Second, some distinctly unnatural problems that library technologists all too often must work on:

  • Digital rights management. If Ambrose Bierce were alive, I would like to think that he might define DRM in a library context thus: “Something that is ineffective in its stated purpose—and cannot possible be effective—but which serves to compromise libraries’ commitment to patron privacy in the pursuit of a misunderstanding about what will keep libraries relevant.”
  • Walled garden maintenance. Consider EZproxy. It takes the back of a very small envelope to realize that hundreds of thousands of person-hours have been expended fiddling with EZproxy configuration files for the sake of bolstering the balance sheets of Big Journal. Is this characterization unfair? Perhaps. Then consider this alternative formulation: the opportunity cost imposed by time spent maintaining or working around barriers to the free exchange of academic publications is huge—and unlike DRM for public library ebooks, there isn’t even a case (good, bad, or indifferent) to be made that the effort results in any concrete financial compensation to the academics who wrote the journal articles that are being so carefully protected.
  • Authorization. It’s one thing to authenticate a patron so that they can get at whatever information the library is storing on their behalf. It’s another thing to spend time coding authentication and authorization systems as part of maintaining the walled gardens.

The common element among the problems I’m calling unnatural? Copyright; in the particular, the current copyright regime that enforces the erection of barriers to sharing—and which we can imagine, if perhaps wistfully, changing to the point where DRM and walled garden maintenance need not occupy the attention of the library programmer, who then might find more time to work on some of the natural problems.

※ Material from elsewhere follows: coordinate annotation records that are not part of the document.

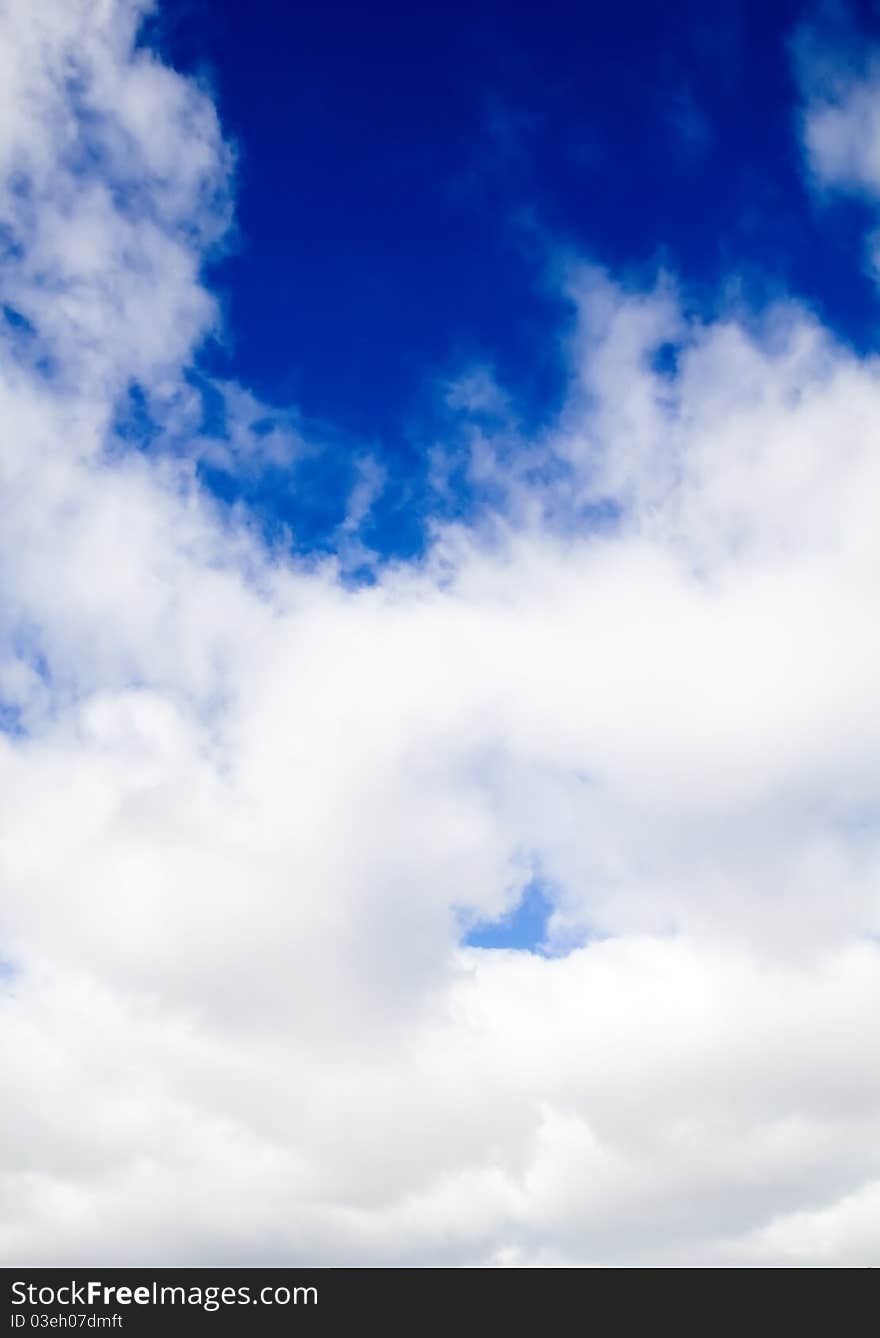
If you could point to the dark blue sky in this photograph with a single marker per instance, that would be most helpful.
(405, 171)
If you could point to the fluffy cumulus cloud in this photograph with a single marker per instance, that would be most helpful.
(250, 808)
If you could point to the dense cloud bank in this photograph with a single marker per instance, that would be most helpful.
(249, 807)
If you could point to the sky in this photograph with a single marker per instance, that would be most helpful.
(439, 736)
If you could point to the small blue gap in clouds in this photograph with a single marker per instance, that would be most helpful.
(523, 929)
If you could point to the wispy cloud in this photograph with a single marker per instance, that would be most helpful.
(246, 804)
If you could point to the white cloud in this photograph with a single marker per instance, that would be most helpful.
(249, 804)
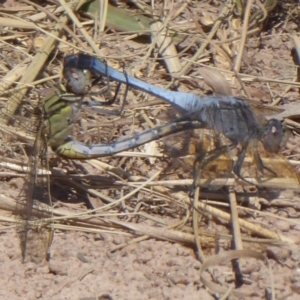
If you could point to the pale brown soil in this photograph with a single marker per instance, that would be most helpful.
(82, 265)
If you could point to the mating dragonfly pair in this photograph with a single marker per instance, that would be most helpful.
(228, 118)
(225, 116)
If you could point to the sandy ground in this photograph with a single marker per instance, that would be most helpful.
(82, 265)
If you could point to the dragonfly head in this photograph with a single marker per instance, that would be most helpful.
(273, 136)
(78, 81)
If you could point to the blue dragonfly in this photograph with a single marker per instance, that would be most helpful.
(228, 116)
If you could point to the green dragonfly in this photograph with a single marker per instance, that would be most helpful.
(54, 120)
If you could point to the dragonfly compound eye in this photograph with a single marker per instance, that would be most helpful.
(273, 135)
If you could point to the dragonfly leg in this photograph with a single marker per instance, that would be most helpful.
(260, 165)
(203, 160)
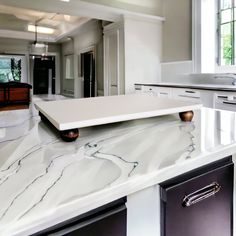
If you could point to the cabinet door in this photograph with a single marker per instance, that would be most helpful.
(107, 220)
(109, 224)
(200, 206)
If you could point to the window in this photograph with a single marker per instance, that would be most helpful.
(227, 32)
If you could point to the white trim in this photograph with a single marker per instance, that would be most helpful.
(175, 62)
(196, 35)
(84, 50)
(25, 35)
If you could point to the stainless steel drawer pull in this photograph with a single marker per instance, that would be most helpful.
(187, 96)
(230, 103)
(201, 194)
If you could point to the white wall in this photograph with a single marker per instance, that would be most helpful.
(90, 34)
(67, 84)
(177, 31)
(143, 52)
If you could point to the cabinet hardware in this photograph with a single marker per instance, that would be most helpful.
(229, 103)
(163, 93)
(186, 96)
(201, 194)
(221, 96)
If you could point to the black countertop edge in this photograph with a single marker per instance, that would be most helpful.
(191, 86)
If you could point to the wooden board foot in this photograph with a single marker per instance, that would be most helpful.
(186, 116)
(69, 135)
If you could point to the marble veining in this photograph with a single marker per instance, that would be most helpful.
(39, 172)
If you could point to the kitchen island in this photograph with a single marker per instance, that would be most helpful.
(45, 181)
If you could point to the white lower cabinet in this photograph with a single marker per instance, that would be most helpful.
(186, 94)
(157, 91)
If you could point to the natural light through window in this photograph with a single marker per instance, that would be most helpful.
(226, 29)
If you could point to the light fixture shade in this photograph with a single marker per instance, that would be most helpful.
(40, 29)
(39, 48)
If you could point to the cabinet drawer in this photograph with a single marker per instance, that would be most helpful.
(164, 92)
(152, 90)
(189, 94)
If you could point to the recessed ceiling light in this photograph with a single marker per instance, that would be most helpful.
(40, 29)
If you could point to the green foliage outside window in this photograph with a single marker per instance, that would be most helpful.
(227, 50)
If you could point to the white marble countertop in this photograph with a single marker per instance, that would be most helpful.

Why is this on my mind? I would like to give a shout-out to (and blow a raspberry at) an anonymous publisher who had this to say in a recent article about Sci-Hub:

And for all the researchers at Western universities who use Sci-Hub instead, the anonymous publisher lays the blame on librarians for not making their online systems easier to use and educating their researchers. “I don’t think the issue is access—it’s the perception that access is difficult,” he says.

I know lots of library technologists who would love to have more time to make library software easier to use. Want to help, Dear Anonymous Publisher? Tell your bosses to stop building walls.